有馬の伝統工芸品として親しまれている有馬筆
有馬の伝統工芸品として親しまれている有馬筆

 安土桃山時代、江戸時代を振り返りますと、有馬温泉は豊臣家から徳川家に支配者が変わっても、その変化をうまく乗り越えながら繁栄を続けてきました。

 戦国の世が終わり平和な時代になると、武士の力は次第に弱まり、町人や商人の力が大きくなっていきます。江戸が政治の中心として栄える一方で、大坂は「天下の台所」と呼ばれる日本最大の商業都市として発展しました。大坂の近くに位置する有馬温泉も「有馬千軒」と呼ばれるほど発展していきました。

 有馬では温泉だけでなく、文化や産業も発展しました。湯女(ゆな)や名所を描いた浮世絵が広まり、竹細工や有馬筆などの工芸品も名物として知られるようになります。

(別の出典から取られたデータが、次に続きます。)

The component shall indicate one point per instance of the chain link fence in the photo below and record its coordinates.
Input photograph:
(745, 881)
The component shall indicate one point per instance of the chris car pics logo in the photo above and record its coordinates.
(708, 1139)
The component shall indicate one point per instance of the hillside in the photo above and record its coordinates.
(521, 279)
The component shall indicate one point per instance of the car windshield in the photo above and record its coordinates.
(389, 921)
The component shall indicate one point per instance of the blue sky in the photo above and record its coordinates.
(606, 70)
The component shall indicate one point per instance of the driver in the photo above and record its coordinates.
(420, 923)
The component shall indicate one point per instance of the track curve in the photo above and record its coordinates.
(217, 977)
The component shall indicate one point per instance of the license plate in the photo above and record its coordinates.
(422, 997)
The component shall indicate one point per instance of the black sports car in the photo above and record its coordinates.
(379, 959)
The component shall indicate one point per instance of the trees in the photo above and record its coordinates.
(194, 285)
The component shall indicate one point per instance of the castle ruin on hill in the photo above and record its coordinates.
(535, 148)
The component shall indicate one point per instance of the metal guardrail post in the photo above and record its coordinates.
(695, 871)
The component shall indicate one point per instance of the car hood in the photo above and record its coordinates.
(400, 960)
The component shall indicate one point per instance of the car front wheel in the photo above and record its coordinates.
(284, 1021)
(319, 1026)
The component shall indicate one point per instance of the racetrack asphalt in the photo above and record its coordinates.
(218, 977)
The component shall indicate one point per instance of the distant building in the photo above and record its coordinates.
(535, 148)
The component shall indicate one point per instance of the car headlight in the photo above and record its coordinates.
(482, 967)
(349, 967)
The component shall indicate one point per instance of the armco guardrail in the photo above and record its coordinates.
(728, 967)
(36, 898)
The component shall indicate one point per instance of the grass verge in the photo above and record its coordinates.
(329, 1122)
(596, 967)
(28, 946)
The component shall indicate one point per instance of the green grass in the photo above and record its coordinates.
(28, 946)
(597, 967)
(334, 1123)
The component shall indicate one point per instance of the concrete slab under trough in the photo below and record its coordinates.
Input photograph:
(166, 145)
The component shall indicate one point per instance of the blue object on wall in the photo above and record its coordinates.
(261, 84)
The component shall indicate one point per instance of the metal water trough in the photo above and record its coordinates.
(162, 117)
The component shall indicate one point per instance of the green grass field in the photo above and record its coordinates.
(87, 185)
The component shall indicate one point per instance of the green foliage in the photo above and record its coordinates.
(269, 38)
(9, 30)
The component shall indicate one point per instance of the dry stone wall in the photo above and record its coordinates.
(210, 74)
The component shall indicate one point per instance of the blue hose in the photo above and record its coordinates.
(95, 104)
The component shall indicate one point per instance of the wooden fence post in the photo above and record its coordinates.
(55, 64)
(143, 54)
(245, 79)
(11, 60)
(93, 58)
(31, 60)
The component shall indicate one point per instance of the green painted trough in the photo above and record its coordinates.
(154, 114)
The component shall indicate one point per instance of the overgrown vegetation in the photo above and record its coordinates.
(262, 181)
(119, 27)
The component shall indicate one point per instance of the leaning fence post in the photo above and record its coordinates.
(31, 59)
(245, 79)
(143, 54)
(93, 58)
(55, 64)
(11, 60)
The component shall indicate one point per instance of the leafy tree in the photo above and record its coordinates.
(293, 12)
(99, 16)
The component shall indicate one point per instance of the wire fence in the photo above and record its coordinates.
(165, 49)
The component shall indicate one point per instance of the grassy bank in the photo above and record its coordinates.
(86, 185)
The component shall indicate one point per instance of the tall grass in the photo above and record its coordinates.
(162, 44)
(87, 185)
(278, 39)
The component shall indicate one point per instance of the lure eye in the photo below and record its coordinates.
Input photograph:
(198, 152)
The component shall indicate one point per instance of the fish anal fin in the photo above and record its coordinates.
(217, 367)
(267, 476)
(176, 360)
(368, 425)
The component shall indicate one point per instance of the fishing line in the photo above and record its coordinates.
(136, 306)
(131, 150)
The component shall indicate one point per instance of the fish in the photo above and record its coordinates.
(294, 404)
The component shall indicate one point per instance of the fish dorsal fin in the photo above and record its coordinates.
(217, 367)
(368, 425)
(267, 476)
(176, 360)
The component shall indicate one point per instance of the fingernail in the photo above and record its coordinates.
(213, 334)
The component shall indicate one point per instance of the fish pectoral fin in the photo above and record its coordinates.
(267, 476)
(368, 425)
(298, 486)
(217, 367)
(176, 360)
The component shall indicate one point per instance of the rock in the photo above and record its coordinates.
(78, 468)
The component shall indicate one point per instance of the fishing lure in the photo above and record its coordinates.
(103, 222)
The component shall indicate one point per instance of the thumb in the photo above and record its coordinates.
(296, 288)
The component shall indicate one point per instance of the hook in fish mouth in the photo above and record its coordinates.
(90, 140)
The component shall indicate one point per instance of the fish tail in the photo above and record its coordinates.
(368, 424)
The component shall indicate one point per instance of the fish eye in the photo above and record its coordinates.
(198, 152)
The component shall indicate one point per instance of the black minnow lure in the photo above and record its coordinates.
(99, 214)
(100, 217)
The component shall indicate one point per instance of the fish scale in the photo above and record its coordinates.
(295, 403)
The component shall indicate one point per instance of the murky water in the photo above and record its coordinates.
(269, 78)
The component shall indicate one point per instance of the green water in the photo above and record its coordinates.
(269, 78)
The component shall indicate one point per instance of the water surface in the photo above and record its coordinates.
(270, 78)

 とりわけ筆の技術は高く評価され、1834(天保5)年には、有馬の筆の技術が広島県熊野町の佐々木為次(ためじ)に伝えられました。現在、化粧筆として世界中で人気のある熊野筆も、その源流の一つが有馬の筆の技術にあるといわれています。

 当時の大坂には流通の中心として全国から米が集まり、「天下の台所」と呼ばれるように大きく発展していました。堂島米市場では米の売買が盛んに行われ、世界初の先物取引が行われていたことでも知られています。まさに大坂は、日本の経済を動かす中心地でした。

 しかし、このような繁栄の時代の中で、大きな危機が訪れます。冷害や洪水などの天災が続き、「天保の大飢饉(ききん)」と呼ばれる深刻な食糧不足が起こりました。米の収穫は大きく減り、価格は急騰し、多くの人々が苦しい生活を強いられます。この影響は有馬温泉にも及び、戸数が半減するほどの打撃を受けたといわれています。

 こうした社会不安の中で起こったのが、37(天保8)年の「大塩平八郎の乱」です。平八郎は大坂町奉行所の元与力で、飢饉で苦しむ民衆を救おうとして蜂起しました。

 しかし、反乱は半日ほどで鎮圧され、大坂の市中の約5分の1が焼ける大火となりました。平八郎はその後、潜伏しますが、最終的には追い詰められて自決します。

 また、平八郎に切腹するよう説得することを命じられていた伯父の大西与五郎は、病気療養中であったため説得の機会を逸してしまいました。

 与五郎は、謀反人の親族としておとがめを受けるのではないかと恐れ、有馬まで逃れてきたようです。そしてこの有馬で捕らえられたと「有馬温泉史」に記載されています。